3.2 Confirming habitat damage in derived anchoring footprints

Qualitative visual survey using SCUBA to examine habitat damage (chosen as a rapid and cost effective method) in six of the derived cruise ship anchoring footprints, revealed that the presumed locations of the anchor drops were accurate and confirmed that structural reef damage had occurred in these relatively deep (25–35 m) highly rugose reefs where storm damage is minimal and anchoring does not normally occur (Figure 5). High resolution coordinates of the anchor drop location and the derived anchoring footprint was very useful in helping to find the damaged area underwater and interpret the pattern and extent of habitat destruction observed. Qualitative surveys at some sites, where the anchor had been dropped and set directly on reef, revealed clear evidence of the structural damage caused by the massive anchor itself as well as a wide swath (tens of metres in length based on fin kicks) of cleared reef, upturned coral colonies, gorgonians and sponges, and broken coral rubble piles where it had been dragged backwards to set, as seen in Figure 4d. Large areas of physical damage surrounded by undamaged reef were obvious and scouring damage was manifested by flattened areas and long scrapes across the coral rock where the anchor chain had dragged back and forth over the reef as the ship swung at anchor in an arc as much as 180° as illustrated in Figure 5.

Figure 5
(a) Vibrant coral reef with yellow fish swimming among corals. (b)Sparse coral reef with sandy patches and scattered coral formations. (c) Lush coral reefwith diverse coral species, including large plate corals. (d) Rocky reef area with minimalcoral presence and visible sand. (e) Varied coral formations with some marine flora. (f) Diver swimming by large barrel sponge holding a broken piece of sponge.

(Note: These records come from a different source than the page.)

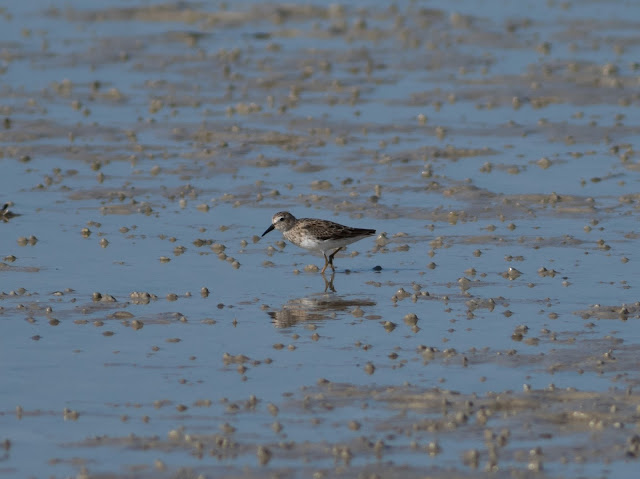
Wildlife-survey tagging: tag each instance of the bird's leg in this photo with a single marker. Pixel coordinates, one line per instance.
(328, 285)
(326, 263)
(331, 257)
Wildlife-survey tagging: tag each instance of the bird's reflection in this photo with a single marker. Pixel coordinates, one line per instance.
(314, 308)
(328, 285)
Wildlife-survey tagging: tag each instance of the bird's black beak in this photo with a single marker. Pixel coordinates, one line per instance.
(270, 228)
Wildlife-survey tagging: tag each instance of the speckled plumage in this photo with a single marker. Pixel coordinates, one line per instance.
(317, 235)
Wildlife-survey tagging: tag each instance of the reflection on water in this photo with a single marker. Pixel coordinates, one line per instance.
(315, 308)
(5, 214)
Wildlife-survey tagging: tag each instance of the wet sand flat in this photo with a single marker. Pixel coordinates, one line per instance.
(491, 326)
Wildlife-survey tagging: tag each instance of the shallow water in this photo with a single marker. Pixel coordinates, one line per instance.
(474, 138)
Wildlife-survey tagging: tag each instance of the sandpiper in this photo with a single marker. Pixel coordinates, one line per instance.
(317, 235)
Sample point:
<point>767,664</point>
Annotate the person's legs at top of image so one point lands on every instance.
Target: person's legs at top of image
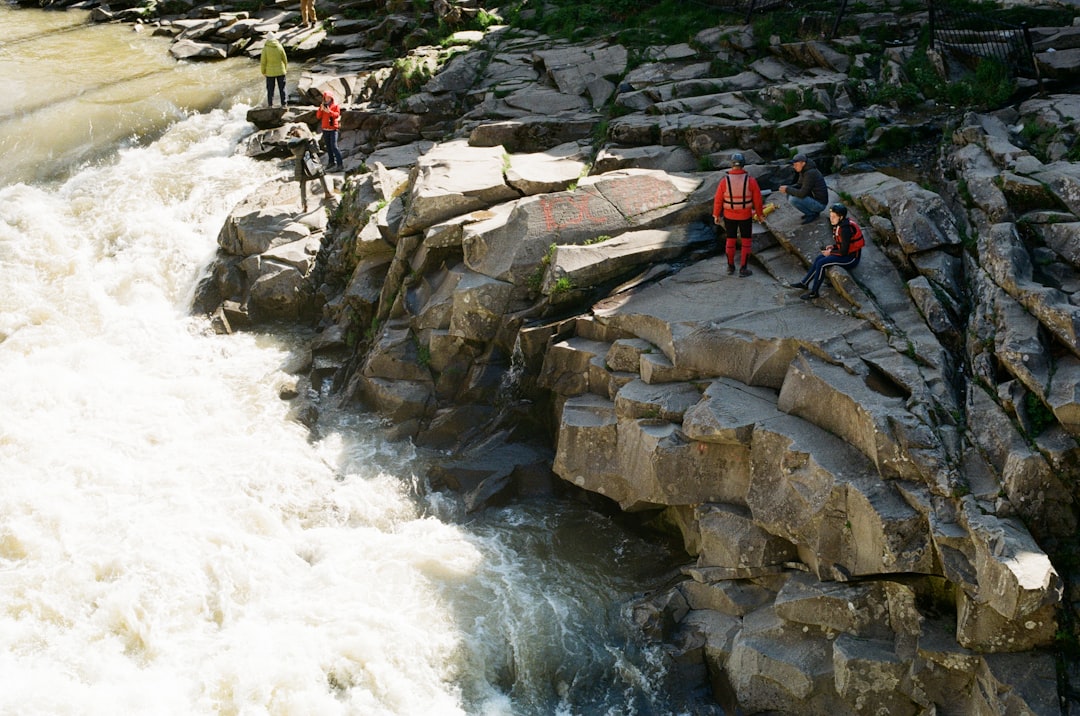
<point>743,268</point>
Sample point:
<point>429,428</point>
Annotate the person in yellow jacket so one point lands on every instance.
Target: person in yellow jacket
<point>273,63</point>
<point>308,13</point>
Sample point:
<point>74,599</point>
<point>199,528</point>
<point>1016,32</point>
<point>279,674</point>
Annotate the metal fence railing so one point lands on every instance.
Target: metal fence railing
<point>971,38</point>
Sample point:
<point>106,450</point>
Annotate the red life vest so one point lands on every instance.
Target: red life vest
<point>744,199</point>
<point>856,242</point>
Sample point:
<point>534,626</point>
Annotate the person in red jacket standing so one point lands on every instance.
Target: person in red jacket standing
<point>738,202</point>
<point>329,115</point>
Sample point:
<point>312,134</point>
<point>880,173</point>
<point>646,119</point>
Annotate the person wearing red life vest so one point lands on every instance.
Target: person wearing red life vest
<point>847,250</point>
<point>329,115</point>
<point>737,203</point>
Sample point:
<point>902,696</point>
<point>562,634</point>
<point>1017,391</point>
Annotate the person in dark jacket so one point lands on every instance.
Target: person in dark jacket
<point>847,251</point>
<point>810,194</point>
<point>738,201</point>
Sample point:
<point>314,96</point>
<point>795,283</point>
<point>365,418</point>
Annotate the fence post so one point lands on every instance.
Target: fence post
<point>836,23</point>
<point>930,12</point>
<point>1030,53</point>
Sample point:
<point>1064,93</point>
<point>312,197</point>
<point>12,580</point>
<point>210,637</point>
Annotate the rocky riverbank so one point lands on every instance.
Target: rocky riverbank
<point>878,487</point>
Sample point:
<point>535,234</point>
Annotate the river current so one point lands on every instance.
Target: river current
<point>171,542</point>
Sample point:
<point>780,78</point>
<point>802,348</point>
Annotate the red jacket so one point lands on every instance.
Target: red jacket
<point>329,117</point>
<point>738,197</point>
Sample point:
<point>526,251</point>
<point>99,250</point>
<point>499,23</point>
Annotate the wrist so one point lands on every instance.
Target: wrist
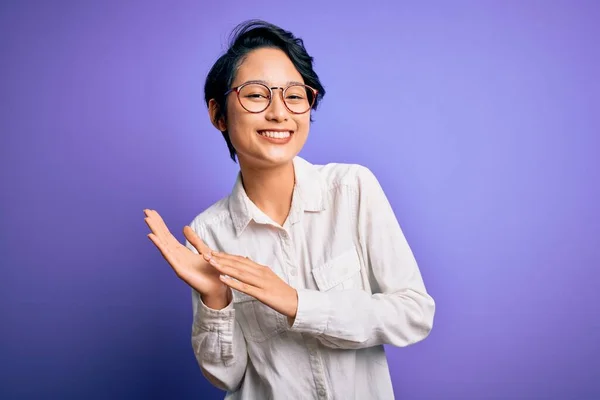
<point>217,301</point>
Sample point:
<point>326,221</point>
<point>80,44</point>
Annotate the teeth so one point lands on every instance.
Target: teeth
<point>275,135</point>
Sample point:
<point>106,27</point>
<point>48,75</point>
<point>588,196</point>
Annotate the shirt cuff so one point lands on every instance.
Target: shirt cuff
<point>211,320</point>
<point>314,309</point>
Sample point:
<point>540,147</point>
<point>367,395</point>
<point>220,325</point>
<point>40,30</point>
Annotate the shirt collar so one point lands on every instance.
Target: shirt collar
<point>309,195</point>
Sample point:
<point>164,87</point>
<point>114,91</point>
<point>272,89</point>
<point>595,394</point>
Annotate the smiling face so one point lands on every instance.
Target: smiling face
<point>274,136</point>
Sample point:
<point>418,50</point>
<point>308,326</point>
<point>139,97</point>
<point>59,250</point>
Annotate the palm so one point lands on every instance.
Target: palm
<point>189,266</point>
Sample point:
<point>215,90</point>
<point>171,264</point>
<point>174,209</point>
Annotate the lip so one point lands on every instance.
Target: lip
<point>276,140</point>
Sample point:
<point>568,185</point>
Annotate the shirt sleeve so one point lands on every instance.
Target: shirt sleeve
<point>218,343</point>
<point>399,312</point>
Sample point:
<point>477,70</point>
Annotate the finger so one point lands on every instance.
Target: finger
<point>238,259</point>
<point>195,240</point>
<point>167,254</point>
<point>241,286</point>
<point>156,224</point>
<point>238,271</point>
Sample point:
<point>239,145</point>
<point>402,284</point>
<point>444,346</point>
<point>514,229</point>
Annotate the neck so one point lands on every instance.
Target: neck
<point>271,189</point>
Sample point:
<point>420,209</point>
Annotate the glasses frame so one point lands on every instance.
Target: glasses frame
<point>237,90</point>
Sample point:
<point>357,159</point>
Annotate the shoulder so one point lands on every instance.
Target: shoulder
<point>354,177</point>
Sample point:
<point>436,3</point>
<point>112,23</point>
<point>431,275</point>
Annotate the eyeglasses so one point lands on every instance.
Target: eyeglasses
<point>256,97</point>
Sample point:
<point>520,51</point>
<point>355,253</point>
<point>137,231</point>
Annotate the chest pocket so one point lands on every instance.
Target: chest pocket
<point>340,273</point>
<point>258,321</point>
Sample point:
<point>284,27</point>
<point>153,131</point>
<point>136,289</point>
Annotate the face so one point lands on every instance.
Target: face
<point>272,137</point>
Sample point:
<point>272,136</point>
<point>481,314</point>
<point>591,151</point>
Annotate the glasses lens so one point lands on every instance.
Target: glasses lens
<point>298,98</point>
<point>254,97</point>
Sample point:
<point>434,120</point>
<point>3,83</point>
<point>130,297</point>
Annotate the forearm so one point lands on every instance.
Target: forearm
<point>355,319</point>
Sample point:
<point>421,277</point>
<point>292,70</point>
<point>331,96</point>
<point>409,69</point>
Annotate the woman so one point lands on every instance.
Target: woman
<point>302,273</point>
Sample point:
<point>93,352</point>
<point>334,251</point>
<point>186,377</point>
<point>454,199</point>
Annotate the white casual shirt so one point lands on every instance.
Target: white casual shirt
<point>358,285</point>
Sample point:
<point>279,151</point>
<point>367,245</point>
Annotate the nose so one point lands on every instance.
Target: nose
<point>277,110</point>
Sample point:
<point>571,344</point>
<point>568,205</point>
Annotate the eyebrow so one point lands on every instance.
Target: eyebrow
<point>268,84</point>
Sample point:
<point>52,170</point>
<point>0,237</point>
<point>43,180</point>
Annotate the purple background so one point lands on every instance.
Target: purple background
<point>481,120</point>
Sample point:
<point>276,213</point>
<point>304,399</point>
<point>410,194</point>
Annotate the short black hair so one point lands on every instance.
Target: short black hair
<point>246,37</point>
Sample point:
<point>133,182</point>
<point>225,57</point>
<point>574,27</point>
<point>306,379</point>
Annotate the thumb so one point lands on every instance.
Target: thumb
<point>195,240</point>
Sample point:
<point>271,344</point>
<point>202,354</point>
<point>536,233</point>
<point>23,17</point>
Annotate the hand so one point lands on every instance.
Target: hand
<point>257,281</point>
<point>190,267</point>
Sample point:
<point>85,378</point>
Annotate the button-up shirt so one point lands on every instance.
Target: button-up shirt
<point>358,284</point>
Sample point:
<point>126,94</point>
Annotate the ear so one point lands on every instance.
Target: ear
<point>213,111</point>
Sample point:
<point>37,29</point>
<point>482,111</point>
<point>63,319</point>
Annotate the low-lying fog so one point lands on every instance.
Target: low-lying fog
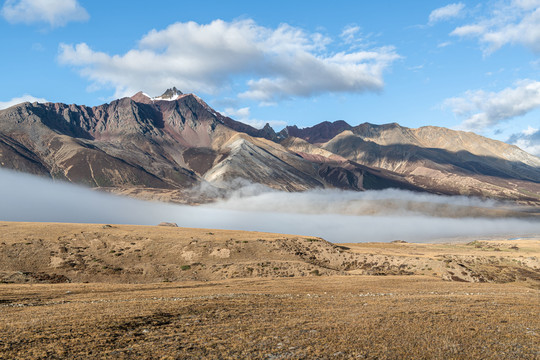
<point>338,216</point>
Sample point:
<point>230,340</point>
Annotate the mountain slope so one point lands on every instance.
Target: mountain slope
<point>160,146</point>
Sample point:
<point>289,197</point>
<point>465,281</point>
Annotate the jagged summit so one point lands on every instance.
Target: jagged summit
<point>175,141</point>
<point>170,94</point>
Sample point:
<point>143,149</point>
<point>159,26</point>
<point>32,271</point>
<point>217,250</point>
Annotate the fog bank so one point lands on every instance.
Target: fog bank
<point>337,216</point>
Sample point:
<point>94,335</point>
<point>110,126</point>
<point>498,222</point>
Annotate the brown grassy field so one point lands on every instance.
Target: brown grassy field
<point>196,293</point>
<point>332,317</point>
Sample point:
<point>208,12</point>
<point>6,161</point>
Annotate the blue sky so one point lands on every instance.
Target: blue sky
<point>465,65</point>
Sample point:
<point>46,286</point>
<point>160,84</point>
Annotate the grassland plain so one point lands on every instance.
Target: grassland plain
<point>197,293</point>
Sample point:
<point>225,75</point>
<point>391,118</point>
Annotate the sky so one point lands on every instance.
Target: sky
<point>466,65</point>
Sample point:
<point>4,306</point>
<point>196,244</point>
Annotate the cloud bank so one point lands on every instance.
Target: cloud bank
<point>446,12</point>
<point>54,12</point>
<point>486,109</point>
<point>528,140</point>
<point>278,63</point>
<point>28,198</point>
<point>18,100</point>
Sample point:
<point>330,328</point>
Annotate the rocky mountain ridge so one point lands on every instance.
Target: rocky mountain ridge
<point>159,147</point>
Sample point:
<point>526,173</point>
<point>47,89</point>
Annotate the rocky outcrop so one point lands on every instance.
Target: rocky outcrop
<point>160,146</point>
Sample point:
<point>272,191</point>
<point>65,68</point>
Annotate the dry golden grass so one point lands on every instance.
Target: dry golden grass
<point>316,317</point>
<point>162,292</point>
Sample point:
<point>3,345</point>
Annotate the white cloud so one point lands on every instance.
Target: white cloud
<point>278,63</point>
<point>485,109</point>
<point>517,22</point>
<point>349,33</point>
<point>54,12</point>
<point>446,12</point>
<point>528,140</point>
<point>244,115</point>
<point>18,100</point>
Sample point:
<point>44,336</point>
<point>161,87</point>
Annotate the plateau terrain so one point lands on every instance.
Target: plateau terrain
<point>117,291</point>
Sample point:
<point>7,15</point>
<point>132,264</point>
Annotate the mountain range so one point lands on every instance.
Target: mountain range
<point>164,147</point>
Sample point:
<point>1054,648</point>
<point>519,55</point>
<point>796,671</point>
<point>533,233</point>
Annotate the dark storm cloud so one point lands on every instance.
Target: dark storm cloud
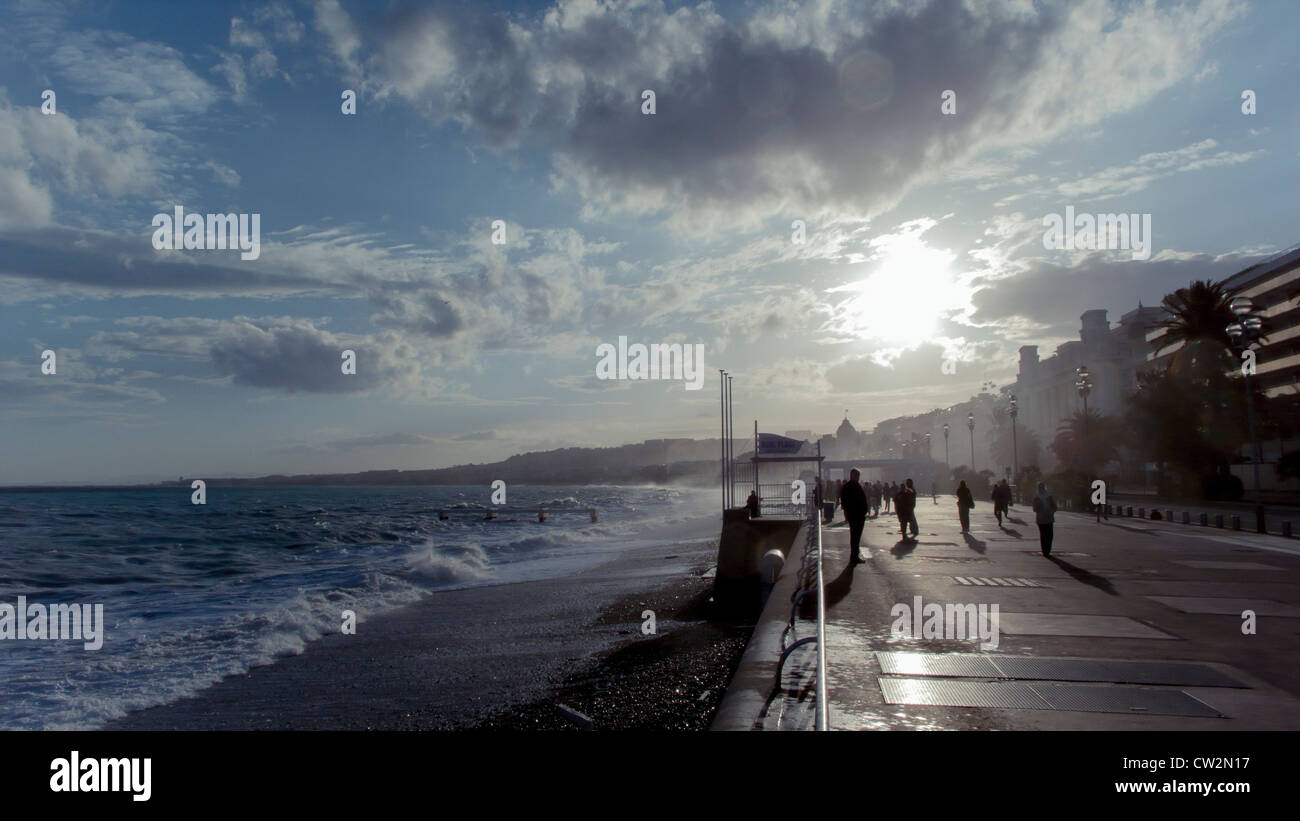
<point>298,357</point>
<point>813,107</point>
<point>1054,296</point>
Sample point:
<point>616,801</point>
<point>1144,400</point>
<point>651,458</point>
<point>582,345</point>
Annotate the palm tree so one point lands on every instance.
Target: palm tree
<point>1199,316</point>
<point>1086,442</point>
<point>1200,311</point>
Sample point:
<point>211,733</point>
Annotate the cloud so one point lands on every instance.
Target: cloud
<point>282,353</point>
<point>818,108</point>
<point>24,386</point>
<point>298,357</point>
<point>1051,296</point>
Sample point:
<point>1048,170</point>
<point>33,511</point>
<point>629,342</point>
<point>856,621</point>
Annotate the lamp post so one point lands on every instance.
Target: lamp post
<point>1015,463</point>
<point>970,422</point>
<point>1084,386</point>
<point>1244,333</point>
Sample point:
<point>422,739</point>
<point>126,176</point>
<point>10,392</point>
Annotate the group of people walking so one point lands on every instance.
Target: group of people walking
<point>858,500</point>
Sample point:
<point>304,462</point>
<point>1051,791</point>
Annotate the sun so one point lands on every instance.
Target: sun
<point>901,302</point>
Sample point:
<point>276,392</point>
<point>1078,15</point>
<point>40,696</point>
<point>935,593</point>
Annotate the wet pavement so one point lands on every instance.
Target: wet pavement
<point>1131,624</point>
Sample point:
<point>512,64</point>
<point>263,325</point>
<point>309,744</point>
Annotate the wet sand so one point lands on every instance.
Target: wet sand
<point>499,657</point>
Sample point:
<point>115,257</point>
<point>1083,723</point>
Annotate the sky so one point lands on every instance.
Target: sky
<point>806,200</point>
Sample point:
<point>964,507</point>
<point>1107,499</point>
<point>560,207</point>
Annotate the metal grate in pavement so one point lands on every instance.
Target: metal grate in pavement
<point>1045,668</point>
<point>958,665</point>
<point>1015,695</point>
<point>940,693</point>
<point>1140,700</point>
<point>984,581</point>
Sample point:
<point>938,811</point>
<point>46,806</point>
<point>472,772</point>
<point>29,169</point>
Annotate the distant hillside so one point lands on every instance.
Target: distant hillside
<point>680,461</point>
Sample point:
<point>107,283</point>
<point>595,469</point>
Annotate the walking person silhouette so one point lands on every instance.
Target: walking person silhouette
<point>853,499</point>
<point>905,504</point>
<point>1044,505</point>
<point>963,505</point>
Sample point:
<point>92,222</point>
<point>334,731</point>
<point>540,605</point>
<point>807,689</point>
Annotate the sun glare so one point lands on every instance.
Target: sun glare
<point>902,300</point>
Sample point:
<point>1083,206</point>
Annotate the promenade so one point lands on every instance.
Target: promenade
<point>1130,625</point>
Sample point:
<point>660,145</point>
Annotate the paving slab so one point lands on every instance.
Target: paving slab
<point>1099,606</point>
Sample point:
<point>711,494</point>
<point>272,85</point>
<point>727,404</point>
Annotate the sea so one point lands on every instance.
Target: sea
<point>195,593</point>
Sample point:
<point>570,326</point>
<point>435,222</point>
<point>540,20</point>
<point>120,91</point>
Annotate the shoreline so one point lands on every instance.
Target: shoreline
<point>498,657</point>
<point>671,681</point>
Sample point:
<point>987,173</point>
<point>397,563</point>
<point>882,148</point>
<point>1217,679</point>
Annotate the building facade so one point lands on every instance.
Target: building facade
<point>1045,390</point>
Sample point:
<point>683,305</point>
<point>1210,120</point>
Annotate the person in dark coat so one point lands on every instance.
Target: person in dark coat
<point>905,504</point>
<point>1001,498</point>
<point>853,499</point>
<point>963,505</point>
<point>1044,509</point>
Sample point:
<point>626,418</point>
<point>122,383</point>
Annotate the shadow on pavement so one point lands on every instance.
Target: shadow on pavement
<point>902,547</point>
<point>1086,577</point>
<point>975,544</point>
<point>839,587</point>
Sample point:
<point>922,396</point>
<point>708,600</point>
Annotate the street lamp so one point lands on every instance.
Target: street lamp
<point>948,465</point>
<point>1015,464</point>
<point>1084,386</point>
<point>970,422</point>
<point>1243,334</point>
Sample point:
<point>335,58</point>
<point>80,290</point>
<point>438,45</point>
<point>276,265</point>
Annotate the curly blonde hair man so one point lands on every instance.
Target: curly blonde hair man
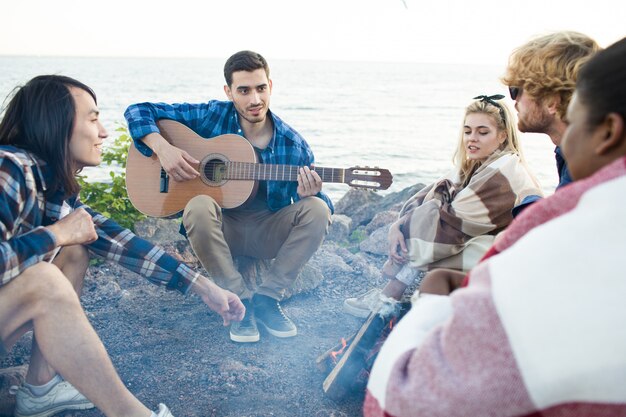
<point>541,76</point>
<point>546,68</point>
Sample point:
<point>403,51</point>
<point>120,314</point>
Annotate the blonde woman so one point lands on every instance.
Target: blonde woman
<point>452,222</point>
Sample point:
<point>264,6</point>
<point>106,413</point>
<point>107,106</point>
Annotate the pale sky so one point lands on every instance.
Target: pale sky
<point>457,31</point>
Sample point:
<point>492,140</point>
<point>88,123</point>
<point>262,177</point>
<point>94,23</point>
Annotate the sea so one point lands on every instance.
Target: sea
<point>404,117</point>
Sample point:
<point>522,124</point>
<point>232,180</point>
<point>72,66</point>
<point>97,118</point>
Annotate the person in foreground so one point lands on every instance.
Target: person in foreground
<point>49,131</point>
<point>286,221</point>
<point>452,222</point>
<point>538,329</point>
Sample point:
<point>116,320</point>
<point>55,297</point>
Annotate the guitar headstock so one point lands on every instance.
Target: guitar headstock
<point>368,178</point>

Figure 5. Photographs taken by SCUBA divers on three west coast bank reef sites in Barbados, showing adjacent pristine reef compared to coral reef damage caused by cruise ships’ anchor chain dragging across the reef. (a, c, e) show the high coral cover, large sponges and high architectural complexity of the undamaged area outside the anchor footprints at the Farm Reef, Bright Ledge Reef and Horseshoe Reef (respectively); (b, d) show scars in the reef where corals and other biota have been cleared by the anchor or chain; (f) shows broken piece of barrel sponge due to movement of the anchor chain. Photo credits: Hazel Oxenford.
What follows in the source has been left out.